One more vital vinyl memory: when Kiss Alive ll came out (’77-ish?), it had this insane double gatefold package that sat perfectly on my bedroom desk, all four members of the band sweating, bleeding, and just generally leering at me 24-7. I would force all visiting playmates to choose a character other than Gene to do an air-concert with me for as long as they/my mom could stand it. This was around when I determined there could be no other –or greater- future for me than one on vinyl.

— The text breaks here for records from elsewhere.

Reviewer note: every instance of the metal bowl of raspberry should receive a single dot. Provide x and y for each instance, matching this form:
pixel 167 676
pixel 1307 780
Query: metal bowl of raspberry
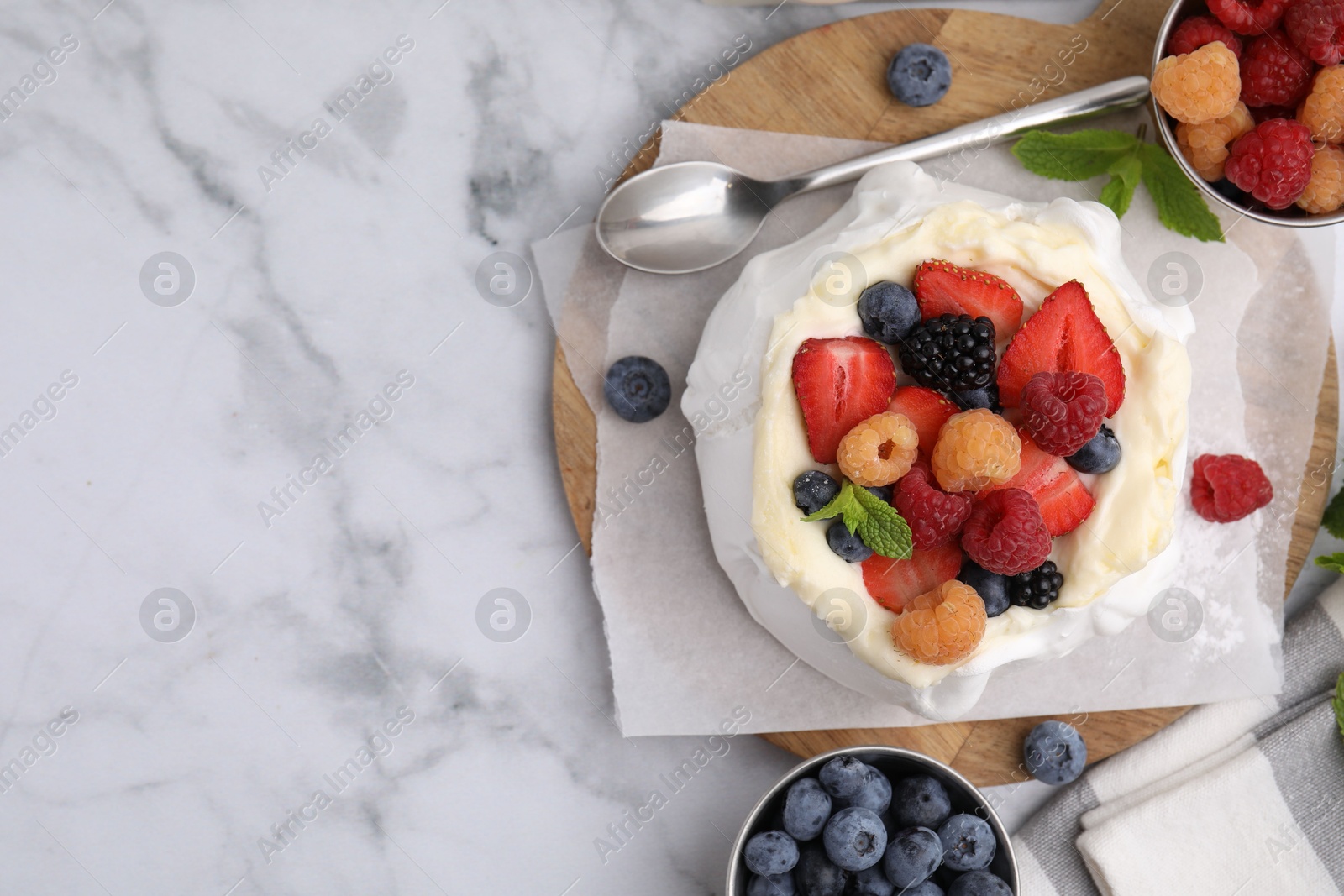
pixel 1249 98
pixel 831 822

My vinyl romance continued through the 80’s and into the early-90’s, when CD’s simply took over (but before vinyl re-instated itself as The Most Awesome Format). I still have all of my records, but frankly have not owned a turntable in a while, mainly because, living in NYC for 20 years, I simply wanted less stuff in what was always a fairly small space. But now I live in L.A., and my wife and I just bought our first house, which has me thinking a lot about all of the ways I want to live, ideally. There’s space now for my whole family to work and play, together and individually. There’s a recording studio in the back yard. So, how do I want to make, and listen to, my music? And how do I want my son to interface with music? The answer is pretty clear, as, for me, there has never been a more intimate, aesthetically inspiring, and frankly sensual format than vinyl. Time to get a sweetass turntable and bring the crates out of storage.”